NCT number NCT03592797
Other study ID # CMUH107-REC1-030
Secondary ID
Status Completed
Phase N/A
First received
Last updated
Start date May 5, 2018
Est. completion date December 9, 2020

Study information

Verified date December 2020
Source China Medical University Hospital
Contact n/a
Is FDA regulated No
Health authority
Study type Interventional

Clinical Trial Summary

Inadequate recovery from Bell's palsy is not uncommon and as consequence, physical and social impairment are exist in these patients. The medical options for chronic condition of Bell's palsy are insufficient. Low-level laser therapy has shown a favorable prognosis in the regeneration of peripheral nerves. Moreover, laser acupuncture therapy (LAT) become widely used method to stimulate acupuncture points, but its efficacy as treatment method for Bell's palsy and during the chronic stage is unclear.


Description:

Background: Inadequate recovery from Bell's palsy is not uncommon and as consequence, physical and social impairment are exist in these patients. The medical options for chronic condition of Bell's palsy are insufficient. Low-level laser therapy has shown a favorable prognosis in the regeneration of peripheral nerves.
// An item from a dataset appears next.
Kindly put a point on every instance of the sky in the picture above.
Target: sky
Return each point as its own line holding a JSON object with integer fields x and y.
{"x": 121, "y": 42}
Moreover, laser acupuncture therapy (LAT) become widely used method to stimulate acupuncture points, but its efficacy as treatment method for Bell's palsy and during the chronic stage is unclear. Methods: This clinical trial settings are a randomized, placebo control, double blind pilot study including patients with the unsatisfactory recovery of Bell's palsy with the following two groups: LAT (N=16) and a sham LAT (N=16). The LAT will receive treatments for 6 weeks, compare to sham control group. The primary outcome measure will be change in the Facial Disability Index at week 6. Statistical analysis will also include changes in the House-Brackmann grading system, the Sunnybrook grading system and stiffness scale at 1, 3 and 6 weeks after randomization. Expected outcome: The investigators hypothesis that LAT will have an effect on functional outcomes in patients with chronic facial paralysis. Moreover, changes in the S-B facial nerve grading system is also expected to have an improvement. Last, social subscale of FDI is expected to have an improvement.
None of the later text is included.